The hemp harvest in Terry County has begun and, considering there were very few acres of hemp planted this year, it will be over about as soon as it starts.
For the purposes of this particular field, combine harvesting is highly efficient due to its ability to cut a swath about 40 feet wide through a field. Combines are optimal when harvesting hemp seeds on a wide scale, but they can easily shatter seeds at moisture levels lower than 15%. Combines can also increase levels of microbial contamination if hail or rain flattens the swath of plants into the ground. So you must assess your field for swathing potential and carefully adjust your settings for optimal combine harvesting.
As the combine or swather goes through the fields, it cuts the plants off and lays them down. You can see as you look at the pictures of the laid down hemp the difference in the plants. The dryer looking plant that from the road, appears to be weeds, is actually the male plant. The greener plant with all the leaves is the female. They are both laid down to dry out a bit.

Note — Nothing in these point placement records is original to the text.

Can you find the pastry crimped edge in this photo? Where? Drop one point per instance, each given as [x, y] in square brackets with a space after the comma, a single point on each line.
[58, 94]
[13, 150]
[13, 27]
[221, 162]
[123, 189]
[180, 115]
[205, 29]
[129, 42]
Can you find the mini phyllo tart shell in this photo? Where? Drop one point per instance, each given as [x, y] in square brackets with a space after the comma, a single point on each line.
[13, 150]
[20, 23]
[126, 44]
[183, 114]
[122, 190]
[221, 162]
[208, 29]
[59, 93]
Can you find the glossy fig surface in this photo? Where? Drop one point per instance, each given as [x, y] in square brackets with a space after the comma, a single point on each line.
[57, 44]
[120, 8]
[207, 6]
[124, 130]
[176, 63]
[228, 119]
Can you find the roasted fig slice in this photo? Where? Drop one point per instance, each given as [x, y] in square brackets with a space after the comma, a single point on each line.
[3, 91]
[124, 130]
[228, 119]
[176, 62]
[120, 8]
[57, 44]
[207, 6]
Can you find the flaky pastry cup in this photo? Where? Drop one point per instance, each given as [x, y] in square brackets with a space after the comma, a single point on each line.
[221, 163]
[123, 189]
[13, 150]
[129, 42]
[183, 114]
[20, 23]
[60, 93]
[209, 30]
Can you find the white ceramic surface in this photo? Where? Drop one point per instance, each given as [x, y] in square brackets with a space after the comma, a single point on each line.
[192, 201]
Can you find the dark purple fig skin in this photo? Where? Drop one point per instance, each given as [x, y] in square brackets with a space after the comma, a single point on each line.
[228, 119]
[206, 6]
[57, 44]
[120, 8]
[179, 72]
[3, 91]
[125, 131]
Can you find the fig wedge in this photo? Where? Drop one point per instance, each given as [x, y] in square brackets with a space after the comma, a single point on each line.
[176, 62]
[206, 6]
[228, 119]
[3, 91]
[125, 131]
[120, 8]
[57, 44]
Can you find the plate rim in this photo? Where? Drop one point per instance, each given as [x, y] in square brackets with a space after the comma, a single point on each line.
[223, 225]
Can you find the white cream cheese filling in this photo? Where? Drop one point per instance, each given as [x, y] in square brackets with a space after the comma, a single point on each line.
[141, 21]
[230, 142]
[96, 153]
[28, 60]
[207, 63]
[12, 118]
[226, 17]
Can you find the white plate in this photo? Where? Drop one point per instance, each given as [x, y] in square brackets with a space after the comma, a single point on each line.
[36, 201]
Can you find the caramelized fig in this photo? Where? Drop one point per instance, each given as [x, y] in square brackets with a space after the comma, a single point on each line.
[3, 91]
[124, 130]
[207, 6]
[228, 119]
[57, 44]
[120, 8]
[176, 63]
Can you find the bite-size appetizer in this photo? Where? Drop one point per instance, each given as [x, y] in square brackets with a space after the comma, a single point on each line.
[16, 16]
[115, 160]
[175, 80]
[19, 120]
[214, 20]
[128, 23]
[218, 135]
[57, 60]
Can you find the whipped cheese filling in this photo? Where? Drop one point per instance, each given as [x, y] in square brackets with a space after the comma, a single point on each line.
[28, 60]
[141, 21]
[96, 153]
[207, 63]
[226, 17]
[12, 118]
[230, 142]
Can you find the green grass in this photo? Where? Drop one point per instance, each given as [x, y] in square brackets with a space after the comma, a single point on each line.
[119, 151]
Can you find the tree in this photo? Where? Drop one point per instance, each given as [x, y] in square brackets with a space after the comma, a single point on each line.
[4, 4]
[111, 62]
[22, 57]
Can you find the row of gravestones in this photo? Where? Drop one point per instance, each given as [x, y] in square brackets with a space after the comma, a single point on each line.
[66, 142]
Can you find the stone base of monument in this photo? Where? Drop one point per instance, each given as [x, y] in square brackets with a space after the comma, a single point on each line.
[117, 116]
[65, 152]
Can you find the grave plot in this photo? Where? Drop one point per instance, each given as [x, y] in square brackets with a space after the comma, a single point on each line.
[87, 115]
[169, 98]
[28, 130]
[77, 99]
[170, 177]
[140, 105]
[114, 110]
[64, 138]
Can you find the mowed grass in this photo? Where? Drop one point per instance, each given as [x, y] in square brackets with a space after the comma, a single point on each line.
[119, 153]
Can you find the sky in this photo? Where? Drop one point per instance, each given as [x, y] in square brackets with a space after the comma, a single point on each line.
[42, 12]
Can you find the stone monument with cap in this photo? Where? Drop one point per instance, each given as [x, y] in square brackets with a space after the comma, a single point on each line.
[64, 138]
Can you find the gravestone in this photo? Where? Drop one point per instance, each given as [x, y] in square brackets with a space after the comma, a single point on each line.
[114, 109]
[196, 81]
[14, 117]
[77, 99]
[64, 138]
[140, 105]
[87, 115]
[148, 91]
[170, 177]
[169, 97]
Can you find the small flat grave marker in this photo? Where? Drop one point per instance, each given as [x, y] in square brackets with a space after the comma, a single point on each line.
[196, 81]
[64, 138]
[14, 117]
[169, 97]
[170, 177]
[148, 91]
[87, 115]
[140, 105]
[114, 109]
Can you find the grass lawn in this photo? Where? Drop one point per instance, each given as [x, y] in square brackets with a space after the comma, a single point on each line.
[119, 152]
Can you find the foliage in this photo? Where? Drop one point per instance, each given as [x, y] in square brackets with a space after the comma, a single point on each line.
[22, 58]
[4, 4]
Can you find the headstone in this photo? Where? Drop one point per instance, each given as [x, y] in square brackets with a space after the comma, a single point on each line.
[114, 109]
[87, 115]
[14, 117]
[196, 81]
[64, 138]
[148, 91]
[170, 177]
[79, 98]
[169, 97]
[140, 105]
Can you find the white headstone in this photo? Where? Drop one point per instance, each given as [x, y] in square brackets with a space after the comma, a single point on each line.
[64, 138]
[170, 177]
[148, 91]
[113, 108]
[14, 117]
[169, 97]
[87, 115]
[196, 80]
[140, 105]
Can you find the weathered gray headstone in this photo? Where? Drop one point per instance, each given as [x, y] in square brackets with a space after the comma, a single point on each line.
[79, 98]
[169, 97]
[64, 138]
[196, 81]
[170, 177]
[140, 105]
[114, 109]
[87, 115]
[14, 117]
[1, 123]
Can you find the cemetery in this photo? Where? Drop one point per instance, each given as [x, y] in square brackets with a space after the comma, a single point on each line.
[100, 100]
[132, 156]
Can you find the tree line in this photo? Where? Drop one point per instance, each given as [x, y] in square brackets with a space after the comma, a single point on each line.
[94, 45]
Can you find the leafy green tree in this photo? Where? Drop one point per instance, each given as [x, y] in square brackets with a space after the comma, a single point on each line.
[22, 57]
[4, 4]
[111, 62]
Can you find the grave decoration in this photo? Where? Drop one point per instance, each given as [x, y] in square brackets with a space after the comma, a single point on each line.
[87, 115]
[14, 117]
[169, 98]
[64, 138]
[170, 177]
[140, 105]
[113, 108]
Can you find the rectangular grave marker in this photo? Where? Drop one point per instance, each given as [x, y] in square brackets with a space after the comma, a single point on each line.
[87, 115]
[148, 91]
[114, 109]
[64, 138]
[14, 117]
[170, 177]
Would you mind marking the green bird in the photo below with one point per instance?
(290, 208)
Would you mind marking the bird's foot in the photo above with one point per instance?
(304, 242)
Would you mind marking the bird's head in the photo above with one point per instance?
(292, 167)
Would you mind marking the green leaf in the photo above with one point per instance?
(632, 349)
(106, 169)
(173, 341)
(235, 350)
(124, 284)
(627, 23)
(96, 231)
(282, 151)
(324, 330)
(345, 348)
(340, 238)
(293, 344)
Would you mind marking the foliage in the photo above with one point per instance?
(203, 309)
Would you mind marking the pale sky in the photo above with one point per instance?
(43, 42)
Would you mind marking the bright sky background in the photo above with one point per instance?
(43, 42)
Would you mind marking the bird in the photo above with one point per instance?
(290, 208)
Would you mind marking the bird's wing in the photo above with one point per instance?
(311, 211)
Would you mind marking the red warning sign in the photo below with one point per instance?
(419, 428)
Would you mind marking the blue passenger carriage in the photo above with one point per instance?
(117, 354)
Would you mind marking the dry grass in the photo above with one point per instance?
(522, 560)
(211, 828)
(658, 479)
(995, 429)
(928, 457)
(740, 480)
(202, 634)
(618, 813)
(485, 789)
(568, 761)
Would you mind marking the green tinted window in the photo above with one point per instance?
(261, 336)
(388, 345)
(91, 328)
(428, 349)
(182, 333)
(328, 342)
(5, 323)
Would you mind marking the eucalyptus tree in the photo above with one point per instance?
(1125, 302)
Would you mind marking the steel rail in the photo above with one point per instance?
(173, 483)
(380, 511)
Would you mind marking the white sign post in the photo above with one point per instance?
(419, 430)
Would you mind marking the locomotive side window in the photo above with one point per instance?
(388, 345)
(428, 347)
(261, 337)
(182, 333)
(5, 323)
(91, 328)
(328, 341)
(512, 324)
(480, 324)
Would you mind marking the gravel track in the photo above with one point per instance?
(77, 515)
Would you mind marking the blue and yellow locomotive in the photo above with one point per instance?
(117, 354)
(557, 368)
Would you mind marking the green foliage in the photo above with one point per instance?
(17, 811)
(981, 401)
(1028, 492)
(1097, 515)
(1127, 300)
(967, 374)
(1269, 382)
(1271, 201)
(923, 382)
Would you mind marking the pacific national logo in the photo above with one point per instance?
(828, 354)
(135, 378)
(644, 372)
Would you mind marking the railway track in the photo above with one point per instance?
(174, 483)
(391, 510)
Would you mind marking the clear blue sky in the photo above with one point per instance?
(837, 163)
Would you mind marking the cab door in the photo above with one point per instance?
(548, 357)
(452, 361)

A couple of days later, the baler goes through the fields and round bales the plants left lying. These bales are then loaded onto a truck and carried to a processing facility, which in this case, is at Slaton.
The bales will be air dried at Slaton to be ready to process. Virtually every part of the hemp plant can be used.
It remains to be seen if hemp will one day be seen as a viable crop option for producers in this area. This is still very much an experimental crop for our area, with some pretty good potential for diversity for our farmers.